Keine Einzelperson hat den Physikpreis zweimal gewonnen. Marie Curie ist die einzige Person, die zwei Nobelpreise in verschiedenen Wissenschaften gewonnen hat – Physik 1903 und Chemie 1911 –, aber ihre zweite Auszeichnung war selbst kein Physikpreis.
Warum haben so wenige Frauen den Nobelpreis für Physik gewonnen?
Nur drei Frauen haben ihn seit 1901 gewonnen: Marie Curie (1903), Maria Goeppert-Mayer (1963) und Donna Strickland (2018). Statistische Studien zur Geschichte des Preises weisen auf eine echte, messbare Voreingenommenheit und nicht auf Zufall hin, verstärkt durch Fälle wie die von Chien-Shiung Wu und Jocelyn Bell Burnell, bei denen der Preis an die Theoretiker ging, die einen Test vorschlugen, und nicht an die Physikerin, die ihn durchführte.

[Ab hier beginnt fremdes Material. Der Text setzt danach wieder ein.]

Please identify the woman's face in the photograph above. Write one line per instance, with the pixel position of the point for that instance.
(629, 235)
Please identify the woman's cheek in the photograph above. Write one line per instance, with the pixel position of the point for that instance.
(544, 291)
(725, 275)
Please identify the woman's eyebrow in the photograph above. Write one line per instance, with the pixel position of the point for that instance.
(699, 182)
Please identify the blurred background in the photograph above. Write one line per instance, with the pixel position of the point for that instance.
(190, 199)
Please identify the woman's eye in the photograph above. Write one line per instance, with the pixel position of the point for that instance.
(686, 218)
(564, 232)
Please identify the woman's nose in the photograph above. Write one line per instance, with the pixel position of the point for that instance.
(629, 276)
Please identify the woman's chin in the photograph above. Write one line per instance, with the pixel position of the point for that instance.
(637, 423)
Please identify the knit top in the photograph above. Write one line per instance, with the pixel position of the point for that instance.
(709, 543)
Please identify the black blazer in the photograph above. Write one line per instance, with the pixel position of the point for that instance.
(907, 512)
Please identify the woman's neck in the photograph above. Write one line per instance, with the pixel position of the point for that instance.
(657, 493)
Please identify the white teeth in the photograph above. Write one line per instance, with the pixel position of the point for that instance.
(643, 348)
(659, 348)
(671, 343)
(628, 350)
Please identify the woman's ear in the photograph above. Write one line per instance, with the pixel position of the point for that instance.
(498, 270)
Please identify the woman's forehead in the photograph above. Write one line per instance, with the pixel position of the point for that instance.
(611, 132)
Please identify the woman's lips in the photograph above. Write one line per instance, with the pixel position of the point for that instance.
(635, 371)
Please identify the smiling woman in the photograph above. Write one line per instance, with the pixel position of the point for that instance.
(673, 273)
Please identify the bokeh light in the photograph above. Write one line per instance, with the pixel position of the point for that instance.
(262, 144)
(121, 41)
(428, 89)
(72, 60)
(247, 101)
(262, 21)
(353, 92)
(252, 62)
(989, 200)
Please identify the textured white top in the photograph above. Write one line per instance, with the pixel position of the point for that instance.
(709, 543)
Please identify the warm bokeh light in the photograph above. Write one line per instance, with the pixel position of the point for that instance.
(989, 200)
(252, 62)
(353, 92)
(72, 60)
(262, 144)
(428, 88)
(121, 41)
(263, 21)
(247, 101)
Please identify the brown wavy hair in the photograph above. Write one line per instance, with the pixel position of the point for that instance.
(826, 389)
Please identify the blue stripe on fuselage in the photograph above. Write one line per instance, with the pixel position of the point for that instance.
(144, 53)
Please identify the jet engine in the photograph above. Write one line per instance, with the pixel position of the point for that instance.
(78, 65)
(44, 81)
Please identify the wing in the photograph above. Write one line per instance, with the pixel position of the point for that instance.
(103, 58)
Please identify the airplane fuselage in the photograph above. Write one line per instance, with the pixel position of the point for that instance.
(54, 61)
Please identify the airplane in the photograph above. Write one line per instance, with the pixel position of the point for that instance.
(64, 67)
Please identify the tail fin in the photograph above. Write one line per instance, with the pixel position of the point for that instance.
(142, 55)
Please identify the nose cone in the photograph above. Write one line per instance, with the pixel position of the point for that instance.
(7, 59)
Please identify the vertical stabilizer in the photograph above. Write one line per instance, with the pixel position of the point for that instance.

Kann ein Wissenschaftler einen Nobelpreis gewinnen, nachdem er gestorben ist?
Nein – die Statuten der Nobelstiftung erlauben keine posthumen Auszeichnungen, was einer der strukturellen Gründe ist, warum einige große Entdeckungen nie den Preis erhielten, selbst wenn der Beitrag des Entdeckers zu seinen Lebzeiten weithin anerkannt wurde.